Victims are often not who you might expect. They include older people, yes, but also younger ones. Educated and less educated. White-collar and blue-collar. Dumb people and smart ones. Martha Deevy, a financial expert at the Stanford Center on Longevity, told the APA:
“I think the idea that there is either one profile of the victim or one solution to preventing fraud from being perpetrated needs to sort of go out the window. There are different kinds of victims for different kinds of fraud activity.”
But researchers for various groups and consumer protection organizations have been able to tease out some patterns in the types of people who become fraud victims:
1. White men
The typical victim of investment fraud is a man. He’s middle-aged, educated, financially literate and white, and he’s under financial pressure. That’s according to psychologist Laura Carstensen, founding director of the Stanford Center on Longevity, speaking to the APA.
This makes sense, when you think about it. People who don’t ordinarily buy investments aren’t likely to fall for an investment scheme, or even to be offered one.

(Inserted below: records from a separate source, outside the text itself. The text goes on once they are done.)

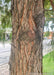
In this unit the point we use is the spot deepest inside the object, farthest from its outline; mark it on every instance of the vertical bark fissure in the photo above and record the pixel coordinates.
(26, 50)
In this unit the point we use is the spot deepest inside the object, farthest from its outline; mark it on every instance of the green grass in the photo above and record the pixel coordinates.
(48, 63)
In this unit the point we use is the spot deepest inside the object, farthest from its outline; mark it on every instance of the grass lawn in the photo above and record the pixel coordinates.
(48, 63)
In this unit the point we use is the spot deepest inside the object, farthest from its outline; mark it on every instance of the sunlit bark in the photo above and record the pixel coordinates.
(27, 36)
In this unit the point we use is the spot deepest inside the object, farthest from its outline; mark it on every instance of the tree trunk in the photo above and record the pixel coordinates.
(27, 36)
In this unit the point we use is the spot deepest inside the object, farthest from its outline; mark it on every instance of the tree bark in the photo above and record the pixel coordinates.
(27, 36)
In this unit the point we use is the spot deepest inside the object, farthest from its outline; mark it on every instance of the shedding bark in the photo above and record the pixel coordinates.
(27, 36)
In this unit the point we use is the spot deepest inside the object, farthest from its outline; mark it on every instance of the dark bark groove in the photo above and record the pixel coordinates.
(27, 36)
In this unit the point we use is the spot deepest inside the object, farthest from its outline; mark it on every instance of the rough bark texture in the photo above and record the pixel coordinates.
(27, 36)
(52, 4)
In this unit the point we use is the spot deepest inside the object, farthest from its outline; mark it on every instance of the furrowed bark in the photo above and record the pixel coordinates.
(52, 4)
(27, 36)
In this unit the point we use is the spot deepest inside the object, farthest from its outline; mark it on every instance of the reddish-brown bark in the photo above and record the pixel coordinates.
(26, 49)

“Fraud victimization is really associated with exposure,” said Marti DeLiema, postdoctoral research assistant at the Stanford center, in a 2015 interview with Money Talks News. “The more you engage in the marketplace, the more likely you are to be vulnerable. You have to be in the market for a product to get hooked.”
If you believe seniors are more likely to be targeted by scammers, you’re right. Elders do get hit hard by scammers and are more likely to lose a significant amount of money to fraud, but generally that’s largely because scammers pick on them more. And recent research shows that they are not as vulnerable as once thought.
“We have found that older adults are disproportionately targeted, but once they are targeted they are not more likely to be victims,” says DeLiema. “Most PSAs (public service announcements) are targeted at the elderly. Perhaps those messages are working, and maybe experience can outweigh cognitive decline.
If you’re concerned about elders who may be targeted, check out: “2 Services That Protect Grandma From Money Stealing Scams.”
Contrary to conventional wisdom, younger adults may be more at risk to fraud than older people, according to Better Business Bureau research, covered by this report in Forbes:
BBB Institute [for Marketplace Trust] … surveyed 2,021 adults, asking whether they’d lost money to a scam in the previous year. Roughly 30 percent of those age 25 to 34 were scam victims, while less than 10 percent of those 55 and older were.
The article goes on to say:
All this time, boomers have been focusing on protecting their parents and themselves against scams. But it looks like we need to work harder keeping our Millennial kids safe.
Scam artists alter their tactics depending on the unique vulnerability of their targets, says DeLiema. A young woman might not fall for a “grandparents scam” (in which con artists pose as a grandchild in trouble), but she might fall for a weight-loss scheme or an anti-aging cream because she feels insecure about aging.